O padre Odelardo Lourenço Pinto Júnior conduziu os trabalhos da manhã de ontem. Além das palavras litúrgicas, o religioso chamou o núcleo de jovens da paróquia para subir ao altar e pediu para que eles distribuíssem fotos com o rosto dos mortos na madrugada do dia 27. Após isso, a oração foi feita com os cartazes em mãos. “Hoje pensamos nas famílias por este terrível fato e pedimos misericórdia para Deus”, exclamou.
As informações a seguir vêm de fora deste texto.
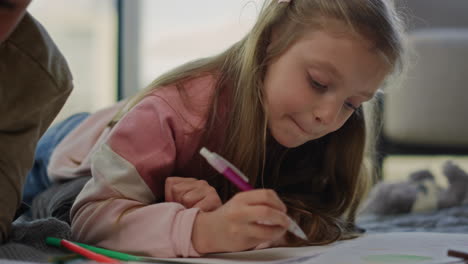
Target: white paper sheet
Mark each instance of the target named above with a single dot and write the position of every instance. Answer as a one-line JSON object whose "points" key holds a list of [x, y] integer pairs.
{"points": [[382, 248]]}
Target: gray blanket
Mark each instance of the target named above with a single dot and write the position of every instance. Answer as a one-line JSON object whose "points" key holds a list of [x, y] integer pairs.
{"points": [[27, 241], [449, 220]]}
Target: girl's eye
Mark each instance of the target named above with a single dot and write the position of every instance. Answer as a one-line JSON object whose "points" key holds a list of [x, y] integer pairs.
{"points": [[351, 106], [318, 84]]}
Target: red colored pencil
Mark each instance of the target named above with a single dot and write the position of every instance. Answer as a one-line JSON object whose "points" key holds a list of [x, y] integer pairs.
{"points": [[87, 253]]}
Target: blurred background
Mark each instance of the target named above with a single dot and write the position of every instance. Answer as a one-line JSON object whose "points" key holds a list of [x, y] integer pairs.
{"points": [[116, 47]]}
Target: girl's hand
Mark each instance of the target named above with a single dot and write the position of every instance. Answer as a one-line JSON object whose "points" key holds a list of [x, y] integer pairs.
{"points": [[247, 220], [191, 192]]}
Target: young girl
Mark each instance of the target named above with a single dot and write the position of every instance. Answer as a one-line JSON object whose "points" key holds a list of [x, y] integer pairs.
{"points": [[283, 104]]}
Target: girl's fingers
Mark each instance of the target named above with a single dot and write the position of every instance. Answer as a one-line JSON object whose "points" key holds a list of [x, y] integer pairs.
{"points": [[191, 198], [208, 203], [169, 187]]}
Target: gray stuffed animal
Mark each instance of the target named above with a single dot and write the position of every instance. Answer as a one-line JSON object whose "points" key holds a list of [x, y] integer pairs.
{"points": [[419, 194]]}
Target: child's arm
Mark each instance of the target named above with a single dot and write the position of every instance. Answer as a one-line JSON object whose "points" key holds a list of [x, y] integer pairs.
{"points": [[249, 219], [191, 193]]}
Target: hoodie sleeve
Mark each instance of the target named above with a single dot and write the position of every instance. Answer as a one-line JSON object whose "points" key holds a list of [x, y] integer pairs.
{"points": [[117, 208]]}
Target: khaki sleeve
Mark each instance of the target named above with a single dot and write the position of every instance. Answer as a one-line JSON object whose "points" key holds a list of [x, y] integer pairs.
{"points": [[35, 82]]}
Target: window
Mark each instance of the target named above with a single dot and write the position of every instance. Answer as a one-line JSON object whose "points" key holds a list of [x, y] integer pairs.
{"points": [[177, 31]]}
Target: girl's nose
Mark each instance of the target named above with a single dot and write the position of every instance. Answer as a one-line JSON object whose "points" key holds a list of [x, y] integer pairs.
{"points": [[327, 113]]}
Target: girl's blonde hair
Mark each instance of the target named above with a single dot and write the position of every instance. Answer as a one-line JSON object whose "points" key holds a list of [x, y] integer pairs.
{"points": [[329, 208]]}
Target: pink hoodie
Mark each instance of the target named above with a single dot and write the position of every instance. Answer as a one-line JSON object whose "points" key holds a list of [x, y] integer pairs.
{"points": [[121, 207]]}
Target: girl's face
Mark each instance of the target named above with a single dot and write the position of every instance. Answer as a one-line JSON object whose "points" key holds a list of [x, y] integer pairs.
{"points": [[318, 82]]}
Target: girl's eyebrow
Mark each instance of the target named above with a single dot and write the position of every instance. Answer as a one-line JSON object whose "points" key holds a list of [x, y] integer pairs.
{"points": [[328, 67]]}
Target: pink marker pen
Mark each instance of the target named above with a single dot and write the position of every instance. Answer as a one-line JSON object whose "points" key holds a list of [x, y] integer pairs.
{"points": [[238, 178]]}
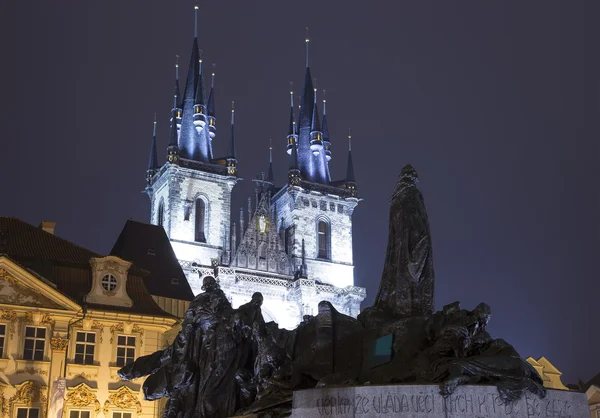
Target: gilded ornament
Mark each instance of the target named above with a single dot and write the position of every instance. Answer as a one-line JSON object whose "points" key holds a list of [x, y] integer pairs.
{"points": [[123, 398], [82, 396], [58, 343]]}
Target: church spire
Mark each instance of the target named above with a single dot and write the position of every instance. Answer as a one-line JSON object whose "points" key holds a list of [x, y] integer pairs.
{"points": [[292, 138], [231, 160], [316, 141], [325, 130], [199, 106], [210, 107], [153, 160], [270, 174], [173, 147], [350, 180]]}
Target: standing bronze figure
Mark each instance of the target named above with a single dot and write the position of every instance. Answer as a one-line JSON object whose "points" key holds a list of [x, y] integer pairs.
{"points": [[407, 282]]}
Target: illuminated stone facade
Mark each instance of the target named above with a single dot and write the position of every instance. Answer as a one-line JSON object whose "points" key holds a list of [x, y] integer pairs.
{"points": [[43, 329], [306, 257]]}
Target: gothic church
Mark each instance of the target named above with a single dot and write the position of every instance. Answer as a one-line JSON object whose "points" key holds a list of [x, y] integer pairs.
{"points": [[294, 244]]}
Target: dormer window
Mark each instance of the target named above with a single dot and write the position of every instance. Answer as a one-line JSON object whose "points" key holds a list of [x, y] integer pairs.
{"points": [[109, 282]]}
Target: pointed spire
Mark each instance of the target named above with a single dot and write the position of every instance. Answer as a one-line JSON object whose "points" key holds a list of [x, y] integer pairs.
{"points": [[200, 86], [231, 152], [292, 130], [196, 20], [350, 181], [324, 127], [210, 108], [307, 41], [315, 125], [173, 135], [177, 93], [270, 175], [153, 161]]}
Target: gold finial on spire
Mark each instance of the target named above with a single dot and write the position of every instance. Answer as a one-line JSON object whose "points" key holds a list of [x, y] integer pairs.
{"points": [[349, 139], [212, 83], [307, 41], [196, 20]]}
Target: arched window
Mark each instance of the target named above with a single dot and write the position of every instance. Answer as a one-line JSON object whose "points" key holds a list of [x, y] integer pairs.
{"points": [[262, 251], [161, 213], [200, 220], [323, 236]]}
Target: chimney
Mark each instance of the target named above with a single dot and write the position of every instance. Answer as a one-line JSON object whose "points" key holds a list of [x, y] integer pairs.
{"points": [[48, 226]]}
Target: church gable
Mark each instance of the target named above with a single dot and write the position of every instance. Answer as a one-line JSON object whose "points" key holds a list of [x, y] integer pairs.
{"points": [[260, 246], [20, 288]]}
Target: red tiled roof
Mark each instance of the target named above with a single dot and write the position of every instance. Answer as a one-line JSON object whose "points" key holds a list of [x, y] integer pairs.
{"points": [[67, 265]]}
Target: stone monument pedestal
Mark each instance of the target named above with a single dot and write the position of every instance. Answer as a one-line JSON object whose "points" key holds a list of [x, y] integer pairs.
{"points": [[412, 401]]}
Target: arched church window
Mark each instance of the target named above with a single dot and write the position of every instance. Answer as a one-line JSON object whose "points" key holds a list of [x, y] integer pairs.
{"points": [[200, 235], [161, 213], [323, 237], [262, 251]]}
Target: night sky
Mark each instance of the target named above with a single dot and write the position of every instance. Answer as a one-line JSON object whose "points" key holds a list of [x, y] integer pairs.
{"points": [[496, 104]]}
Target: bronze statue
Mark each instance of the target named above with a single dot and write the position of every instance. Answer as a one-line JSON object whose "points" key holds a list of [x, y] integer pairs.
{"points": [[227, 361], [407, 282]]}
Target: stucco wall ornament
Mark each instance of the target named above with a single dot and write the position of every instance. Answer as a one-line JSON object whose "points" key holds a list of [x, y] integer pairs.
{"points": [[123, 398], [82, 396], [29, 393], [11, 318], [38, 318], [126, 328], [58, 343]]}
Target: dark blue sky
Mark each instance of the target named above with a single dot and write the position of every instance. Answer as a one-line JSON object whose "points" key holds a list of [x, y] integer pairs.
{"points": [[496, 104]]}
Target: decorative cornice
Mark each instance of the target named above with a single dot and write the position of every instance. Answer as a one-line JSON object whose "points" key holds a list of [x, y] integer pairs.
{"points": [[29, 393], [123, 398], [126, 328], [31, 370], [58, 343], [82, 396], [11, 318], [5, 275], [38, 318]]}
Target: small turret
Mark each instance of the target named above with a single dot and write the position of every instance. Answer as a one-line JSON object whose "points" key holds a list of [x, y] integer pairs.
{"points": [[177, 105], [200, 106], [270, 177], [350, 180], [231, 160], [294, 170], [316, 136], [153, 161], [292, 138], [173, 148], [325, 130], [210, 108]]}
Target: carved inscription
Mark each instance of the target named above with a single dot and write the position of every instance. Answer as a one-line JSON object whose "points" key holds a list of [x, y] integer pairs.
{"points": [[428, 404]]}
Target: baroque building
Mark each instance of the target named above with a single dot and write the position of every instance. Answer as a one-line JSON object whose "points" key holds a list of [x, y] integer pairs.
{"points": [[293, 244], [70, 318]]}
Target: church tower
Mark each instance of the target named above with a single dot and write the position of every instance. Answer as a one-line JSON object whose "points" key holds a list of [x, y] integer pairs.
{"points": [[314, 212], [190, 194]]}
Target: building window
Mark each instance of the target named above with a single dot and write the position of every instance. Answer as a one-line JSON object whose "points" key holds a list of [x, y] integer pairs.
{"points": [[35, 342], [200, 220], [262, 251], [2, 339], [109, 282], [161, 213], [323, 239], [85, 344], [28, 412], [125, 350], [289, 240], [79, 414]]}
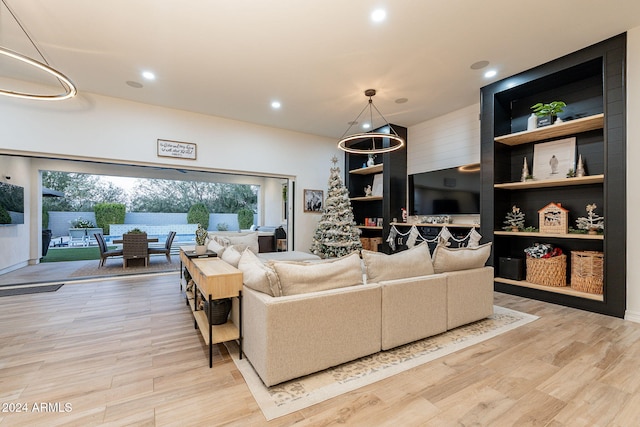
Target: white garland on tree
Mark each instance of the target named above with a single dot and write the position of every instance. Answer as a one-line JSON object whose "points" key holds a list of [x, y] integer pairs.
{"points": [[336, 233]]}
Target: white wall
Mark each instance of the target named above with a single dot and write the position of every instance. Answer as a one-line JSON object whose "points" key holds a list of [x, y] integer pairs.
{"points": [[14, 248], [633, 174], [444, 142], [108, 129]]}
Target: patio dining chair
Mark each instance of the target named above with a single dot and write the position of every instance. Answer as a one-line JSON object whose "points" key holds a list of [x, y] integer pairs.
{"points": [[135, 246], [166, 250], [104, 249]]}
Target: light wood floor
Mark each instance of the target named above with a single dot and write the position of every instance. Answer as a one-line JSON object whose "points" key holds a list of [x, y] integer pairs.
{"points": [[124, 352]]}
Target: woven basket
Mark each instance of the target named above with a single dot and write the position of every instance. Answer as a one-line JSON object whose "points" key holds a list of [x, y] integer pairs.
{"points": [[587, 271], [547, 271]]}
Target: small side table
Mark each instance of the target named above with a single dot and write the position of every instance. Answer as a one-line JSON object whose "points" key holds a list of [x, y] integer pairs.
{"points": [[214, 279]]}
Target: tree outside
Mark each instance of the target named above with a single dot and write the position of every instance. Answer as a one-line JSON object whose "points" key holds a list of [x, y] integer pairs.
{"points": [[82, 192]]}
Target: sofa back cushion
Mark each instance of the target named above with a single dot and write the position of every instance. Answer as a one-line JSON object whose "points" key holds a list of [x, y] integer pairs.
{"points": [[455, 259], [304, 277], [232, 254], [257, 275], [413, 262], [239, 240]]}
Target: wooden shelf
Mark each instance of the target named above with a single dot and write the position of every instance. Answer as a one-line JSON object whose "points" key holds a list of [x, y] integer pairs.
{"points": [[366, 199], [549, 235], [566, 290], [368, 170], [427, 224], [552, 131], [547, 183], [221, 333]]}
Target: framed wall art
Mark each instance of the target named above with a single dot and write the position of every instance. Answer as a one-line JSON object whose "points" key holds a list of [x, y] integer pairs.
{"points": [[313, 200], [554, 159]]}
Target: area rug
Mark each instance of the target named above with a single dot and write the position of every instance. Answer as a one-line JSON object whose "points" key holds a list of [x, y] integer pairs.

Entre os amigos presentes, um em especial chama atenção. O engenheiro Edson Figueiredo foi à celebração uniformizado com a camisa do São Paulo e segurava uma criança com menos de dois anos no colo. O pequeno, que também já é torcedor do clube da Capital, foi batizado com o nome do homenageado do dia e dado a Paulo e Fátima para apadrinhamento. “Sou o pai são-paulino. Eu conheci o Rafael por meio do meu filho quando eles estavam na faculdade de Administração. Tornamo-nos muito próximos. Ainda hoje quando vamos ao estádio, tentamos deixar um local vazio em nome dele”, conta Figueiredo. As fotos ficarão durante essa semana à frente do Santíssimo, na paróquia onde visitantes poderão vê-las.

NA MEMÓRIA

Era madrugada em 27 de janeiro de 2013 quando vários celulares começaram a tocar desesperadamente entre os mortos do incêndio na Boate Kiss, em Santa Maria. Eram os pais em busca de informação e de esperança. Muitos receberam a pior notícia: “seu filho está morto”. Outros ainda tiveram de aguardar o processo de reconhecimento, pois os corpos estavam em cinzas. A maioria dos jovens morreu por asfixia e mais de 630 ficaram feridos. Até hoje, a saúde dos envolvidos é comprometida devido à inalação da fumaça.

Entre as pessoas que respondem por homicídio doloso, estão os sócios da boate Kiss, Elissandro Spohr (Kiko) e Mauro Hoffmann. O grupo musical envolvido na tragédia, Gurizada Fandangueira, também tem acusados.